アブランクページ(ablankpage)の2023年春夏コレクションが発表された。
タイ生まれのデザイナー、ラロパイブン・プワデトが手掛ける「アブランクページ」は、2022年秋冬コレクションよりスタートした気鋭のブランド。ブランド名の“アブランクページ”は“何もない空白のページ”という意味で、偏見や固定観念にとらわれず自分自身で人生の物語を書き進めていくという思いが込められている。
2シーズン目となる今季、ラロパイブン・プワデトがコレクションで描き出したテーマは「ステレオタイプからの脱却」だ。ルックは、自身のルーツであるタイの文字やテキスタイルを取り入れたカラフルなものから、徐々に色が抜けていき、最後は紙のように真っ白な衣装へ。人種や国籍、外見といったステレオタイプが剥がれ落ち、ありのままの自分が表れていく様子を色調の変化で表現した。
色彩とモノに溢れているタイのネオン街。ショーの前半では、派手で雑多な街の雰囲気を洋服から感じ取ることができる。たとえば、目が覚めるような蛍光イエローのビニールコートは、裾や袖をとびきり装飾的に。ファーストルックに登場した、まるで宙に浮かんでいるかのような三角帽子は、よく見るとタイの紙幣で構成されているのがユニークだ。
ぐるぐるとワイヤーが渦巻くようなピースにも注目。こちらは、タイのごちゃごちゃとした電線からインスピレーションを得た1着だという。
“証明写真風”グラフィックを配したTシャツもアイキャッチーなアイテム。
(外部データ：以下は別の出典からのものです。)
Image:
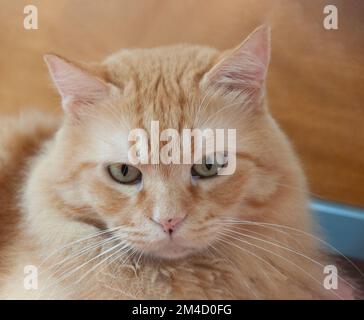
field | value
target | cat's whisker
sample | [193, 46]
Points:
[287, 249]
[104, 260]
[277, 227]
[281, 257]
[252, 254]
[91, 236]
[81, 252]
[68, 273]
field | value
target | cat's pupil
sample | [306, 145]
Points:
[124, 170]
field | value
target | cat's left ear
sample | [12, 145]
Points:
[245, 68]
[77, 86]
写真の男性は、デザイナーのラロパイブン・プワデト本人だ。黒い目隠し線を入れることで、匿名性を強調。見た目の偏見から解放されていく様子を表現した。
ショー後半に入ると一転、色調はホワイトとグレーの無彩色に変化。Tシャツやラフなスラックスなどカジュアルなアイテムが並んだ前半とは対照的に、エレガントでドレッシーなピースが多く登場するようになる。
たっぷりと布地を使用したコートは、歩くたびにふんわりと空気を内包し、ウェディングドレスのように華やかなシルエットを形成。シャツやブラウスはスリーブ部分をたっぷりと取り、ギャザーを寄せることで優美かつロマンティックな表情を演出した。